La escuela primaria y la secundaria donde estudian los pequeños se muestran muy dispuestas a cooperar con la familia. Aunque los Suzuki son los primeros alumnos de padres musulmanes que tienen, ambos centros se han adaptado a varias peticiones de la familia. Así lo explica Sherin: “Cuando mi segundo hijo dijo que quería rezar, le ofrecieron un lugar para las plegarias. Cuando fueron de viaje de estudios, nos preguntaron qué podían comer nuestros hijos y les prepararon curry con pollo en lugar de con cerdo. Mis niños suelen llevarse la comida de casa al colegio y, cuando ayunan en el mes del ramadán, les prestan un aula solo para ellos durante la hora del almuerzo. Cada colegio se adapta a su manera, pero nunca hemos tenido ningún problema con nuestras costumbres religiosas”.
Al parecer, Sherin considera más fácil criar a los hijos en Japón que en Egipto: “Las escuelas japonesas tienen un ‘modelo’ común.

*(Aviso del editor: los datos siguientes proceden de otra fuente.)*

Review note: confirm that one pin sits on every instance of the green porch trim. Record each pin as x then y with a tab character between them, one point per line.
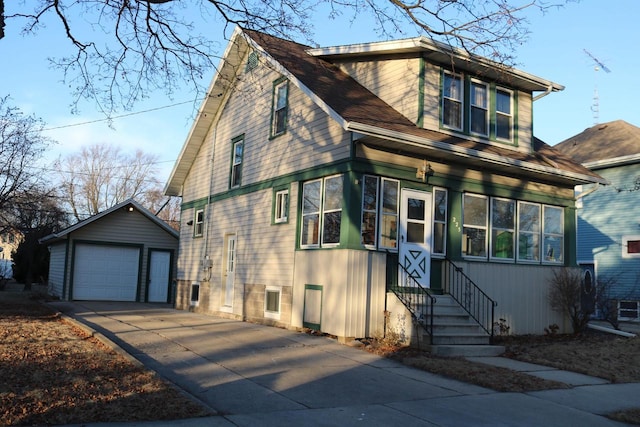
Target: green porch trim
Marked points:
103	243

Todos los centros de primaria siguen calendarios similares e informan a las familias sobre las actividades y las comidas previstas, así que, una vez te aprendes el sistema, la rutina escolar es fácil de seguir incluso para los extranjeros”.

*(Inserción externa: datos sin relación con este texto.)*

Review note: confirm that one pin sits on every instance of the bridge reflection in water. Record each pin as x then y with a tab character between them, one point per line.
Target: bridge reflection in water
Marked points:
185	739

Vivir el momento sin planear el futuro
Hirotaka se marchó a estudiar a Egipto con el sueño de aprender árabe y ganarse la vida utilizando sus habilidades lingüísticas. Pero, al volver a Japón, pasó diez años manteniendo a su familia con un trabajo que nada tenía que ver con el árabe. Hace un par de años, sin embargo, decidió dejar ese trabajo para reorientar su carrera. “Aguantó diez años; ahora le toca vivir su sueño. Basta con que tengamos bastante para comer, aunque no podamos permitirnos grandes lujos”, declara Sherin.

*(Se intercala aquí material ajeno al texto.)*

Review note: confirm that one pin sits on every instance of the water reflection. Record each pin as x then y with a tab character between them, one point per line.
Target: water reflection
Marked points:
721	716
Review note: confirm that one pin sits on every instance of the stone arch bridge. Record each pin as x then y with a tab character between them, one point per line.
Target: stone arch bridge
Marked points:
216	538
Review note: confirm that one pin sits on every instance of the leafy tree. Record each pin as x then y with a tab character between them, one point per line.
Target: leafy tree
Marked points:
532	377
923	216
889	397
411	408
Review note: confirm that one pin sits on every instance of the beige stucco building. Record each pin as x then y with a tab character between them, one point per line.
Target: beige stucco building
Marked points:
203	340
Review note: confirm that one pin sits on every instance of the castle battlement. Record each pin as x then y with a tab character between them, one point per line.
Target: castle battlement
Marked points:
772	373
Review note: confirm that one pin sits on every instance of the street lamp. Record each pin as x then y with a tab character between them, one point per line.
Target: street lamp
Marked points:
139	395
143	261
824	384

Actualmente Sherin trabaja a tiempo completo mientras que Hirotaka perfecciona su nivel de árabe estudiando en el Instituto Islámico Árabe del vecindario tokiota de Hiroo. “Todavía no he cumplido mi sueño de convertirme en un puente entre Japón y Oriente Medio usando mis conocimientos de árabe, pero ahora siento que estoy empezando una segunda vida”, afirma él.
“Vivimos la vida sin planearla. Lo único que planificamos fue vivir en Egipto, pero el plan nos falló. Nunca sabemos dónde nos mandará vivir Dios. Los planes de las personas fallan. Estamos demasiado ocupados todo el día para pararnos a pensar, así que vivimos el presente”, dice Sherin. Y al final añade, llena de convicción: “Pero ahora somos felices”.
Reportaje y redacción de Katō Megumi y Hassan Mohammad (Equipo editorial de Nippon.com)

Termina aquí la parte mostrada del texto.